Regardless of the decade, we have prepared for you a guide to ensure your retirement lifestyle is one of comfort, ease and financial security. Having enough income for basic day–to–day living is a necessity for all and some retirees find it a challenge.
Failing to plan for your retirement can have severe implications for not only you, but also your own family. Living off a limited expenditure from one week to the next is not exactly a desirable lifestyle.
Let’s face it life expectancy has been increasing and if we are going to be around a lot longer, then we need to plan to provide enough money for the future. Lucky for you we have pension planning experts with almost 40 years’ experience to help you plan for a richer retirement.
20 years in the making …
At this stage in life most of us have graduated from University and are beginning our adult adventure. Our main priority is getting our foot on the career ladder and earning a proper salary. However, there are certain things which must not be forgotten about when it comes to pension planning!

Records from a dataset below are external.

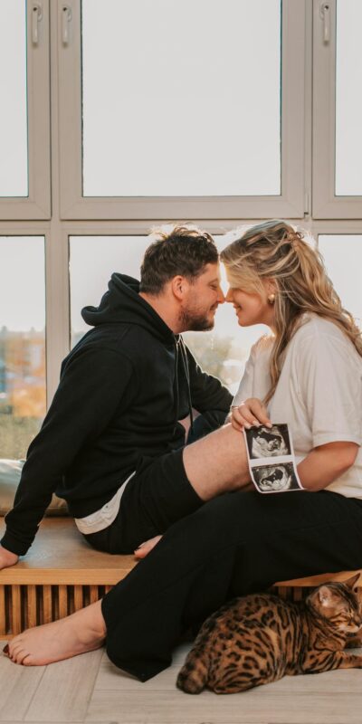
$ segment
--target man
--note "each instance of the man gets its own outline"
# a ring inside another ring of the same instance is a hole
[[[42,430],[32,443],[14,509],[6,516],[0,568],[24,555],[52,492],[97,548],[129,553],[205,500],[230,489],[190,481],[191,435],[224,421],[232,395],[202,372],[179,336],[214,327],[220,289],[212,237],[190,226],[155,234],[141,281],[113,274],[93,329],[65,358]],[[194,430],[192,408],[200,413]],[[234,484],[234,483],[233,483]]]

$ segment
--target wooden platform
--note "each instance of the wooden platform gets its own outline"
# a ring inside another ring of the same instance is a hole
[[[3,530],[1,521],[0,536]],[[0,635],[14,635],[97,601],[136,564],[133,556],[91,548],[71,519],[45,519],[26,557],[0,571]]]
[[[3,530],[0,519],[0,537]],[[45,519],[27,556],[0,571],[0,636],[15,635],[97,601],[136,565],[133,556],[94,550],[71,519]],[[283,598],[300,600],[316,586],[346,580],[353,573],[278,581],[274,589]],[[362,586],[362,576],[357,585]]]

Tip 1 – Save Within Your Means
We may have begun earning our first proper salary, but early graduate positions are not overly well paid. So once the bills have been deducted from your wage, then save what you can afford; leaving yourself with enough to cover the remainder of the month. Although there are more pressing matters at hand and much more exciting things to spend your money on, starting to save is a healthy trait and one to be sustained!
Tip 2 – Employer Contributions
Although the main priority at stake is clearing your debt, if your current employer offers contributions to your workplace pensions, then it would be rude not to take them up on that generous offering!

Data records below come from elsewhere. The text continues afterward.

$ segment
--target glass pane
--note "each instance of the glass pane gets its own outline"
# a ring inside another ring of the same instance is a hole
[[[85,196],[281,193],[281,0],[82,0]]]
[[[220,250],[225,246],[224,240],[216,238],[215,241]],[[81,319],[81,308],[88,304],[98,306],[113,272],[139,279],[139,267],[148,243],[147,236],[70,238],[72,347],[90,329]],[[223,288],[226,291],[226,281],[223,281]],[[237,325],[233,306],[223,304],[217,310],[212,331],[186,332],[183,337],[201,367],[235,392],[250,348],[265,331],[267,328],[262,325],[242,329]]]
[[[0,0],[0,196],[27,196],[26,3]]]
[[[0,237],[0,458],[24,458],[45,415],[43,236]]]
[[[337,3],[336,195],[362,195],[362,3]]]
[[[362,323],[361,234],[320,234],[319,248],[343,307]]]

The amount an employer contributes to workplace pension tends to vary. Ultimately depending upon the amount paid in by you, your employer and tax relief from the government. These elements are usually calculated as an amount of your earnings.
Tip 3 – Open an ISA
Although we are frantically trying to pay off student finance loans, overdrafts and credit cards, whilst feeding our social agenda; it is important to try and put some money away.
It might seem difficult at first, however by opening an ISA you can send a small amount to this account on the 1st of every month, or as close to payday as possible so that you won’t even notice it’s gone!!